The ICSID tribunal had taken up the dispute between Pakistan and the TCC after the latter claimed $8.5bn when the mining authority of Balochistan rejected its application for a multi-million dollar mining lease in the province in 2011. According to details available on Tethyan's website, the Reko Diq Mining Project was to build and operate a world-class copper-gold open-pit mine at a cost of about $3.3 billion. The company says its 1998 agreement with the Balochistan government entitled it to the mining lease, subject only to routine government requirements. The project stalled in November 2011 after the application was rejected. Pakistani officials say the mining lease was terminated by the government because it was secured in a non-transparent manner. By then, the company had invested $220 million in Reko Diq.

The Australian mining company sought help from the World Bank arbitration tribunal in 2012, and it ruled against Pakistan in 2017, rejecting an earlier decision by the Supreme Court of Pakistan. The tribunal opted to use a formula for calculating damages for the canceled lease based on the assumed profits Tethyan might have earned from the mine over 56 years.
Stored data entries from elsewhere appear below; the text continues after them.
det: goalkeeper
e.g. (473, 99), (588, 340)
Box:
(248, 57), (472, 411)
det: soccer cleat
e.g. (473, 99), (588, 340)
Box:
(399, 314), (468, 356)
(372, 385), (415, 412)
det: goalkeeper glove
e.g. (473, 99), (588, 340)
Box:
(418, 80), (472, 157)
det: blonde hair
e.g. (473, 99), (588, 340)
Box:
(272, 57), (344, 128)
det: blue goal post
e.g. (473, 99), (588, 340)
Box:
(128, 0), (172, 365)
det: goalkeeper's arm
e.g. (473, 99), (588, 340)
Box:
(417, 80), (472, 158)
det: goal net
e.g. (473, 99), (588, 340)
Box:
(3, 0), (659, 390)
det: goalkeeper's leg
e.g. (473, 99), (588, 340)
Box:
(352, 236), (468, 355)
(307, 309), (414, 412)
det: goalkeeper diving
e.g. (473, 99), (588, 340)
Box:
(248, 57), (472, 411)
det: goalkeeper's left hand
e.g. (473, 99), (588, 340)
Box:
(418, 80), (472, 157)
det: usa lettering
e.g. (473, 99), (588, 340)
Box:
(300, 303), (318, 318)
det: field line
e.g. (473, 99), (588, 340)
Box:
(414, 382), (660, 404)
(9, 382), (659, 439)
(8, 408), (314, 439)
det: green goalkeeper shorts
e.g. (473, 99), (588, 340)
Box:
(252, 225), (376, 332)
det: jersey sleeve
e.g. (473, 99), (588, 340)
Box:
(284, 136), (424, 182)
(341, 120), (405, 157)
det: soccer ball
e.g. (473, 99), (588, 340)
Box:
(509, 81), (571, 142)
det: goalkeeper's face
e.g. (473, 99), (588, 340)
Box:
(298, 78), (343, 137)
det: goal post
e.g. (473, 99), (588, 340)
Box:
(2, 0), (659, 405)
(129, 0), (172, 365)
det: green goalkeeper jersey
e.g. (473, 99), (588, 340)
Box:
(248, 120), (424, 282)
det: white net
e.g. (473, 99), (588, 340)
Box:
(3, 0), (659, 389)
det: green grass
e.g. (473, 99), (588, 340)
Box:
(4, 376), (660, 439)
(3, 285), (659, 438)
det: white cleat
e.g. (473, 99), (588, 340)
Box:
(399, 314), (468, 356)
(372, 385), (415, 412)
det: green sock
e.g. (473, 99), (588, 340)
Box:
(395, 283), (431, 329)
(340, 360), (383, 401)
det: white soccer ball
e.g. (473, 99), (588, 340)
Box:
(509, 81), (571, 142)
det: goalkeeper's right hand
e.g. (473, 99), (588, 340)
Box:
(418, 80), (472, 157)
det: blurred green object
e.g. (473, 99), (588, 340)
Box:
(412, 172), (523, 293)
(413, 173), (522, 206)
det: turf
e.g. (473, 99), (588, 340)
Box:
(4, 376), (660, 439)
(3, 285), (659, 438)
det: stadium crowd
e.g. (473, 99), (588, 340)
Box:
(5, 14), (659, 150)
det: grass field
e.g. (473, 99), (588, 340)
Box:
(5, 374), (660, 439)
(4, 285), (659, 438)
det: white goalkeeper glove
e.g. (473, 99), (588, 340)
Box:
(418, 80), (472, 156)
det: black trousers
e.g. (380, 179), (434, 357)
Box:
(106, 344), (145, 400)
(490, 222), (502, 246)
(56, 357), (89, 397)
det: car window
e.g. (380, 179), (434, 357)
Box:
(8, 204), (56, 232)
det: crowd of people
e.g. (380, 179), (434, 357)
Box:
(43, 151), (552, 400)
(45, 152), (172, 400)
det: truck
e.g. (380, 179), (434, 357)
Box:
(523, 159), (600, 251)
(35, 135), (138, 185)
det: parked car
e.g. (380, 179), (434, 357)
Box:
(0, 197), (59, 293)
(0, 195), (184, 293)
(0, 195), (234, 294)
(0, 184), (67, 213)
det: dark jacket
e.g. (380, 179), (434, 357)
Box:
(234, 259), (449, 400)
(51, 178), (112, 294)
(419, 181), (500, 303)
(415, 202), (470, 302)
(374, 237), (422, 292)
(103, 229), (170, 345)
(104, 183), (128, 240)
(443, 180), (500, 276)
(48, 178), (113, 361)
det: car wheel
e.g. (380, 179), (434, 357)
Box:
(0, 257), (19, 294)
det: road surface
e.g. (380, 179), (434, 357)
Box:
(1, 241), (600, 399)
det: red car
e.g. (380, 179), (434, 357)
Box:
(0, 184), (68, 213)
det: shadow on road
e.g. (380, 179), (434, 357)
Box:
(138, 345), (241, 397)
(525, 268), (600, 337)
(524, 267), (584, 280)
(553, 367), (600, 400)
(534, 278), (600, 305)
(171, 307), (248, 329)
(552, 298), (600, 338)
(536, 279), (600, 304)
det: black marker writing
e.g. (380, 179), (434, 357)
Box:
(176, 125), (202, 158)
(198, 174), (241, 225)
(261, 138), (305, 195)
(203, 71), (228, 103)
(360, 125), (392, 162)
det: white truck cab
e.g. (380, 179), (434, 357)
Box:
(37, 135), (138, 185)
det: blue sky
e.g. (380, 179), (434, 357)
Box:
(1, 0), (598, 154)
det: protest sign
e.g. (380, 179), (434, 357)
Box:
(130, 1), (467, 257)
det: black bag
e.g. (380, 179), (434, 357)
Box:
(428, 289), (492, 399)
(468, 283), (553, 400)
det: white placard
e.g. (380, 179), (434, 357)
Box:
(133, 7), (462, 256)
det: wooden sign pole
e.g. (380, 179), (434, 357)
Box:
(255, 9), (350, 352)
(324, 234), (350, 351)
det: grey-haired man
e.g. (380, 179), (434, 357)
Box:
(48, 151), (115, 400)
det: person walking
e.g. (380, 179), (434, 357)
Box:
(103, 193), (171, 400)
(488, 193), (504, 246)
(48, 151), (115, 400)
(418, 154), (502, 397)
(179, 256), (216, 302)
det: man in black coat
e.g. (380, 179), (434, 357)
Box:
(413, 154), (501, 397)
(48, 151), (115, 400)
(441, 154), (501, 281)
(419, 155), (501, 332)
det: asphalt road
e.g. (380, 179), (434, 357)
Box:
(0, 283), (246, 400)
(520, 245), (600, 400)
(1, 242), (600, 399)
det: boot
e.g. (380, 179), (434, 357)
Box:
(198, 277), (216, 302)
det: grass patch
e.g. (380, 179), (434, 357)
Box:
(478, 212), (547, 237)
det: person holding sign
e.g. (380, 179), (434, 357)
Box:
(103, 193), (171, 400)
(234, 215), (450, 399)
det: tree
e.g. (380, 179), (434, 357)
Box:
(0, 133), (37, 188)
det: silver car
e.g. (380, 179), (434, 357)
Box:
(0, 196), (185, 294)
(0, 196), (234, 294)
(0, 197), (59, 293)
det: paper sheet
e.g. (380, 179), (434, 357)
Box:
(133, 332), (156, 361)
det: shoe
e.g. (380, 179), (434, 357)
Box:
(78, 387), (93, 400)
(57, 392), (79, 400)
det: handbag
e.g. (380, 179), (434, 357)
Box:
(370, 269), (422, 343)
In July 2019, the tribunal slapped a whopping $5.97 billion award against Pakistan for denying the mining lease to the Australian company. The award, of nearly $6 billion, including the damages award and interest, is equal to about two percent of Pakistan's GDP. Immediately thereafter, the TCC had commenced proceedings for the enforcement of the award. In November 2019, Pakistan had challenged the award and initiated proceedings seeking its annulment. In March 2021, the Auditor General of Pakistan (AGP) office announced that it had filed a request on November 8, 2019, for the annulment of the award rendered by the ICSID on July 12, 2019. Alongside the plea for annulment, Pakistan had also requested a provisional stay on the enforcement of the award issued against the country on November 18, 2019. Pakistan was granted the provisional stay upon initiating annulment proceedings after which a hearing to confirm the stay order took place over ‘video link’ in April this year. On September 16, 2020, the tribunal finally ruled in favour of Pakistan, confirming the stay on the enforcement of the award. The ICSID is still considering Pakistan's appeal against the penalty over its decision to cancel the Reko Diq mining lease for the TTC and a final hearing will take place in May 2021.
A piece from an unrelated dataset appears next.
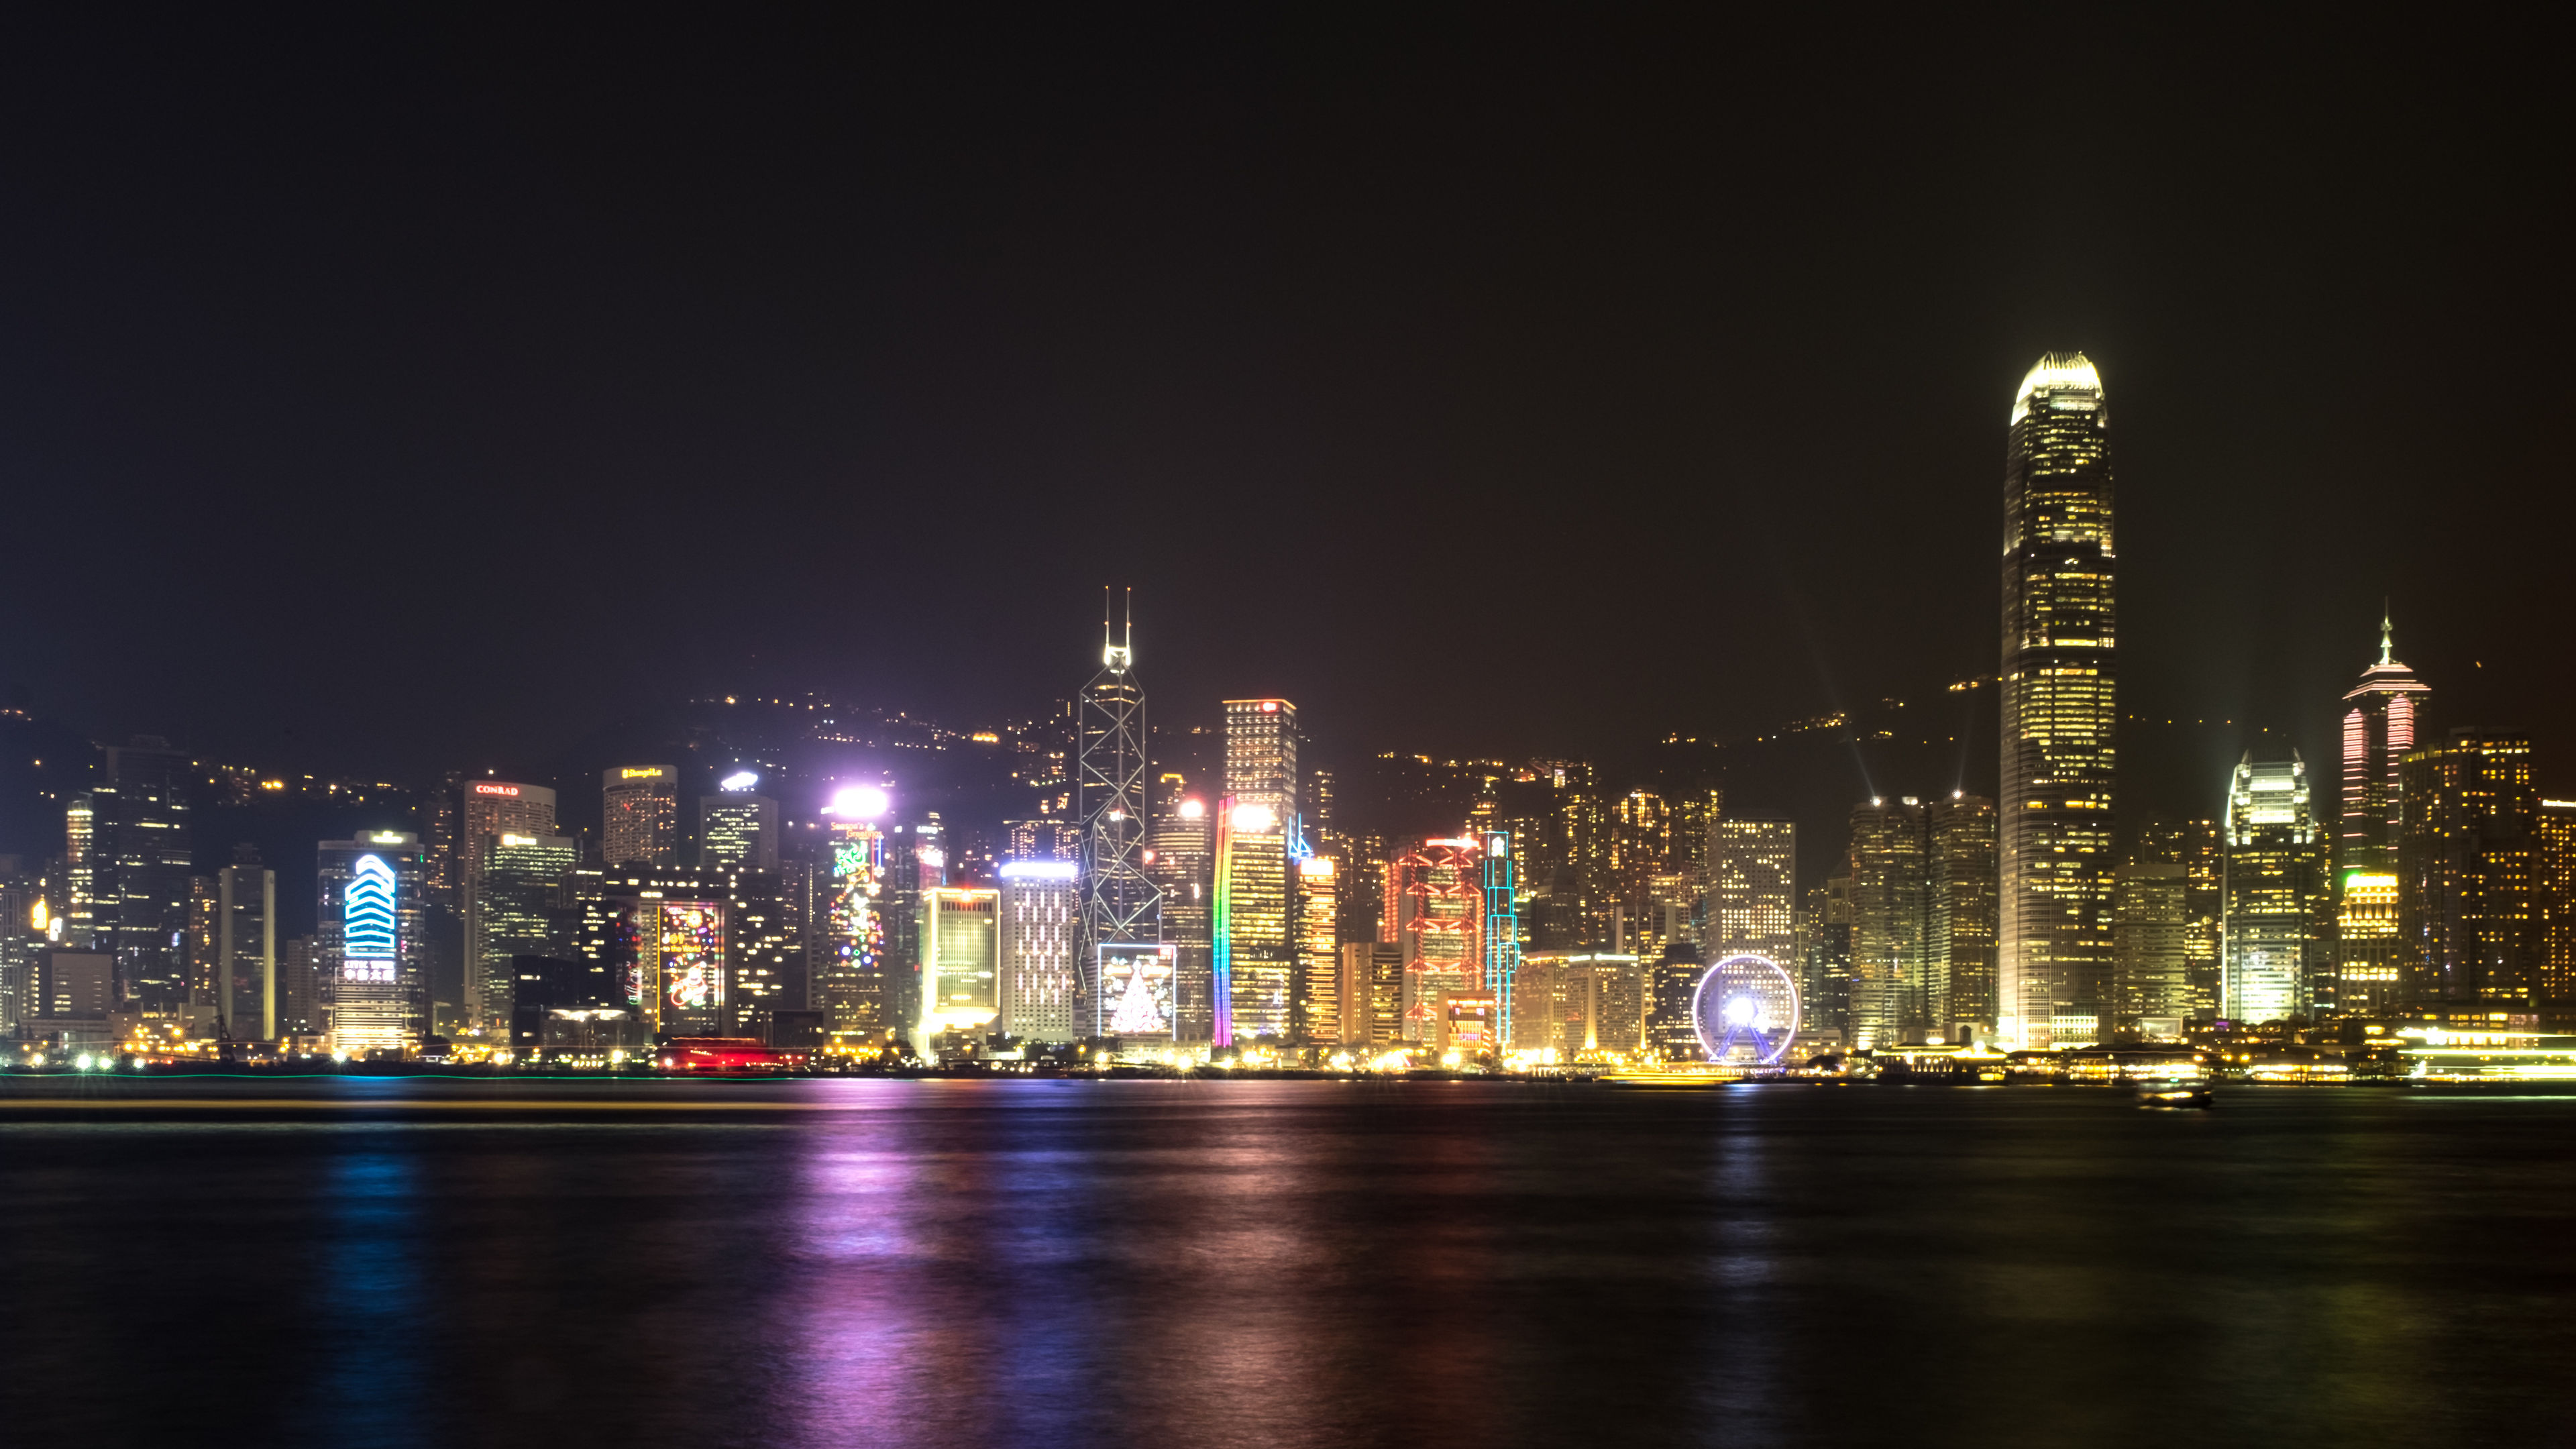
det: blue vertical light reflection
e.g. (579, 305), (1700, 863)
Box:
(316, 1144), (427, 1443)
Two members of the United States House of Representatives called on Field Marshal Syed Asim Munir, the Chief of Army Staff and Chief of Defence Forces, at the General Headquarters in Rawalpindi. The visit came as Washington moved to deepen its involvement in Balochistan's mineral sector. In December 2025, the US Export-Import Bank approved $1.25 billion in financing tied to the Reko Diq copper and gold project ;one of the largest US financing decisions in Pakistan's minerals sector; which US officials said could unlock up to $2 billion in American mining equipment and services and generate thousands of jobs in both countries. Reko Diq, in Chagai district near the Iran border, is a joint venture between Canada's Barrick Gold and the Pakistani federal and provincial governments, with production targeted for 2028; Saudi Arabia's Manara Minerals has signalled interest in a stake.